Кир радостно вышел – он положительно не мог сидеть без дела.
– Ах, дураки! – говорил взволнованно Нестор, глядя в окно, как отваливает карбас. – Со шлюпкой у них неладно, да за это…
Он опять припустил матом, как-то весь посоловел, ощерился, взглянул на меня:
– Вот тебе твое обчество! Вот твой коммунизм…
Потом сел, закурил, взялся было снова за перемет, но бросил, ему хотелось говорить.
– Вот ты хотел знать про меня, вот я тебе скажу. Ты думаешь – кулак, и все тут! Кулак – как бы не так! Нас вот с батей разорили, все побрали – ладно, хорошо… Хорошо! Теперь гляди с другой стороны, что получается. Деньги, какие у нас были, имушшество, они что ж – с неба нам упали? Али подарил кто? Иль эти твои бедняки поднесли нам? Погоди, не нукай! Молчи, молчи!

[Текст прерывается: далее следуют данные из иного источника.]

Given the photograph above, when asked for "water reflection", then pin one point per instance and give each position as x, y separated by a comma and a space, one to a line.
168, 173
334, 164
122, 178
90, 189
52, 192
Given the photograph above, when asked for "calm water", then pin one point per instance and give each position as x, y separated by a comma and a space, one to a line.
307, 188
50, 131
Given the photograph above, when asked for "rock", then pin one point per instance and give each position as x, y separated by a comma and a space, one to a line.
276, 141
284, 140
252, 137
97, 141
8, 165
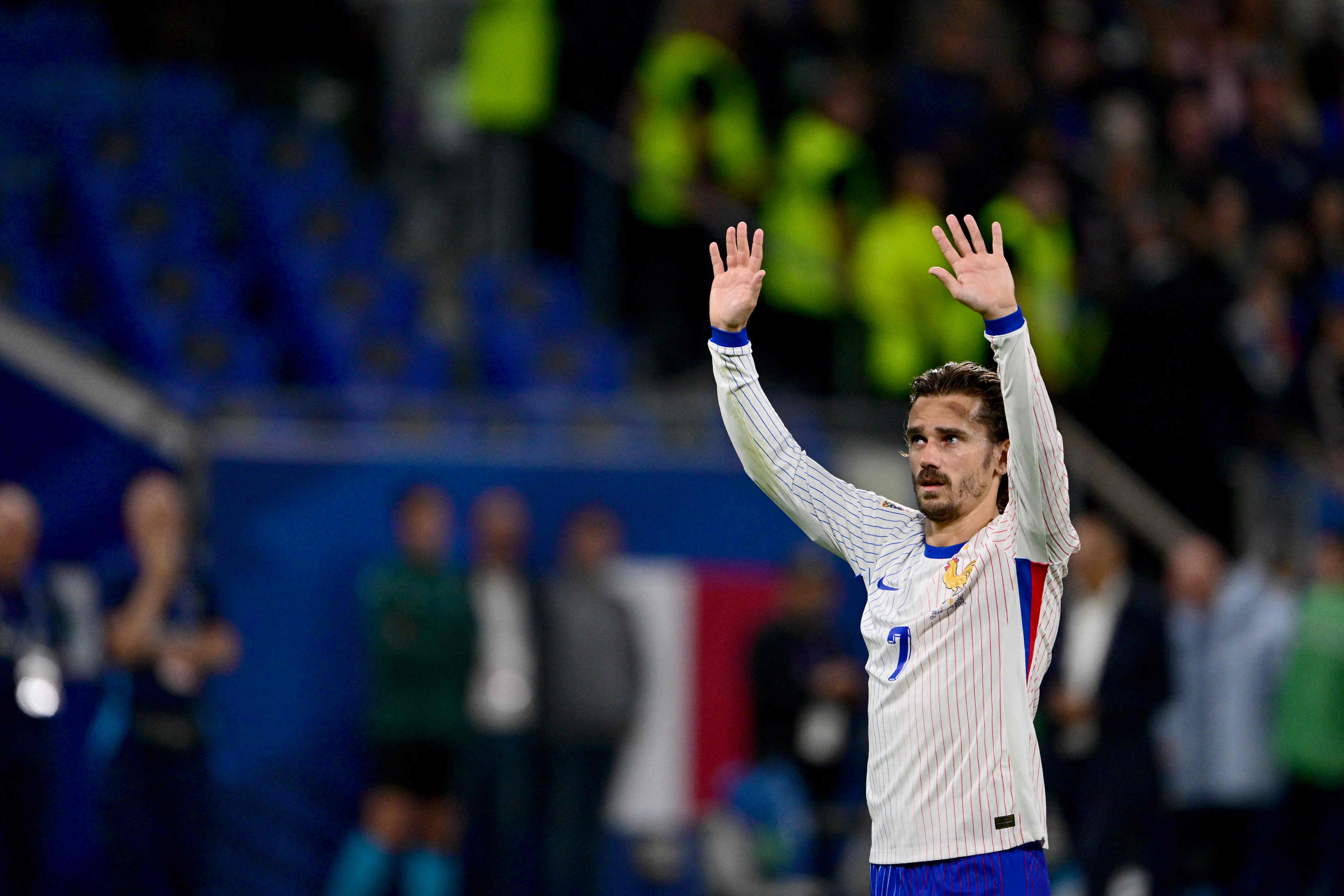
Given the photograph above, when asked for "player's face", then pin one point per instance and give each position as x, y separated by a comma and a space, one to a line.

Мы тут раньше знаешь как жили! Мы со всем светом торговлю вели. У нас тут всяких ваших министров не было, а было так: захотел в Норвегию – дуй в Норвегию, захотел в Англию – дуй в Англию. Ты думаешь, я уж темный такой, да? А я, сказать тебе, в Норвегии два года жил до революции, делу обучался, так? Я все произошел, шхуны строил! А, к примеру, хошь – плыви на Шпицберген, на Новую Землю, на Колгуев остров, торгуй с ненцами…

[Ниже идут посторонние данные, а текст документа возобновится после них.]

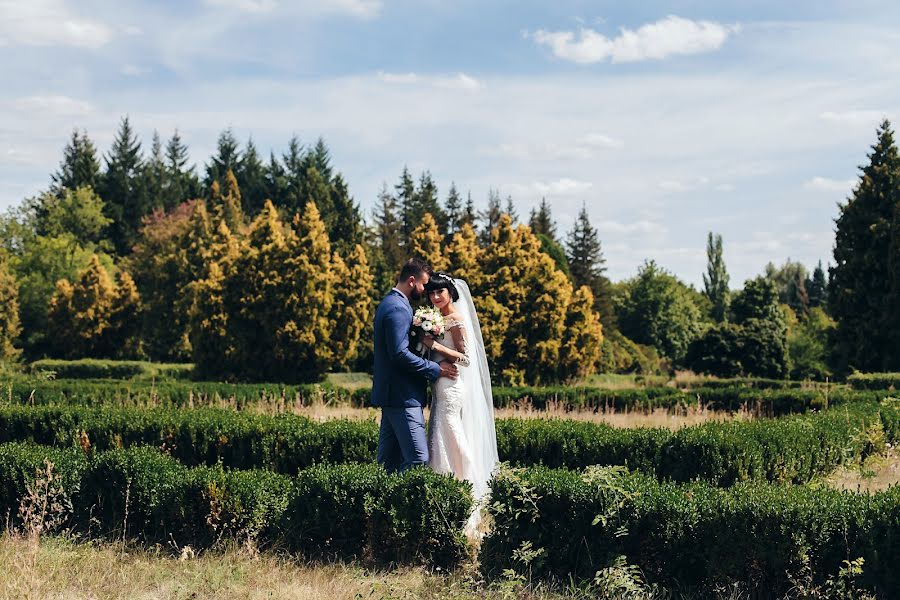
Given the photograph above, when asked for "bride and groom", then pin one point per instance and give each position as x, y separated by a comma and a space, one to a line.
461, 439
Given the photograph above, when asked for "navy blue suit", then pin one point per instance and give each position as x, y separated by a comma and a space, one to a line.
399, 386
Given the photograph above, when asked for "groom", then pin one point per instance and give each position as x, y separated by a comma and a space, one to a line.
400, 376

Погоди, не вякай, тут поумней вас есть которые. Да! Вот, скажем, весной после зверобойки захотим мы править в Норвегию. Сейчас глядим, сколько у нас у всех добычи, какое, значит, судно нам требовается. Нанимаем шхуну, а мы все в команду входим, груз свой грузим, так? Вот приходим в Норвегию, скажем, в Варде или в Трухольм, товар весь продаем, после этого норвежцы ладят с нами фрахт. Это чтоб наша шхуна назад пустая не бежала. Ладно, берем ихний товар, бежим обратно в Архангельск, там получаем окончательный расчет, так? После… После этого делим по паям.
– А паи равные? – спрашиваю я.
– Погоди! Я знаю, куда ты клонишь. Я таких-то вас видал, сознательных… Ровное! Ровного на земле отродясь не бывало. Капитану один пай, на то он и капитан. Опять же владельцу судна. И опять же сколько у кого добычи. Я сто тюленей на зверобойке добыл, а ты пятьдесят – какое такое тут может быть ровное? Не в том дело!
Теперь… Теперь получаю я свои деньги. Скажем так – скажем, три сотни. Сейчас думаю: батя чего-то наказал купить. Иду в гостиные ряды, беру всего, что надо: товару, муки там, веревок, снасти, всякое такое хозяйство. Шхуна наша на Двине стоит, нас дожидает, вот мы все это дело покупаем, везем на шхуну, и еще денег остается – скажем, сотня. Ее в карман. Ее в сундучок, на самое донышко, над ней дрожишь, думаешь, куда ее пристроить в хозяйстве, чего тебе нужнее. Ну вот. После того по родне походишь, с друзьями свидишься, кофию попьешь в Соломбале, всякие такие новости узнаешь, что где почем, когда ярманка будет и какие на ей цены ожидают.